# New Zealand pics - the B&W -



## doenoe (May 16, 2007)

Here are some black and white pics i made on my trip in New Zealand
#1





#2




#3




#4




#5




#6




#7




#8





You can see more here: http://www.daanschouwe.nl/Nieuw Zeeland/Index

Thanks for looking 
Greetz Daan


----------



## lostprophet (May 16, 2007)

great shots there Daan #1 is my fave


----------



## L. Wood (May 16, 2007)

Daan,
      I have just been to New Zealand, and sadly my pictures, are only a fraction as beautiful as yours. I am so impressed. Thankyou for posting. Your images are inspiring.


----------



## schumionbike (May 16, 2007)

wow, great images, can't even pick a favorite


----------



## Jeff Canes (May 16, 2007)

nice my favs are 6 & 8


----------



## cedew (May 16, 2007)

Great set, thanks for taking a moment to share these.


----------



## doenoe (May 17, 2007)

thanks for the comments guys


----------



## Mohain (May 17, 2007)

More great pics Daan, especially the first 3. Looks like you're having a blast over there :thumbup:


----------



## Kristen6877 (May 17, 2007)

Great shots.  I like #'s 1 & 6.....

~Kristen


----------



## Tangerini (May 17, 2007)

Oh my, I think I'm on beautiful photo overload.


----------



## taperjeangirl. (May 17, 2007)

Wow those were beautiful!
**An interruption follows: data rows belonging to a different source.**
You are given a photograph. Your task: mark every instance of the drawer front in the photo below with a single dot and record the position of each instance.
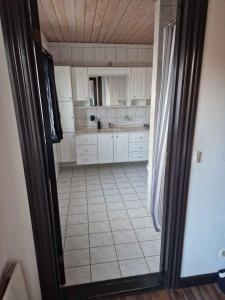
(87, 159)
(138, 137)
(86, 139)
(83, 149)
(138, 147)
(138, 156)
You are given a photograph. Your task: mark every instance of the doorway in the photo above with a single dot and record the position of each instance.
(34, 77)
Very good job!


----------



## Alex_B (May 17, 2007)

i like #6 alot, and the last one 

#2 could maybe benefit from a different crop, maybe 2:1


----------



## doenoe (May 18, 2007)

thanks for the compliments 
And yes, i really had a blast. It was the greatest thing ever. Im so glad i made this trip 
Maybe im gonna try a different crop later on.


----------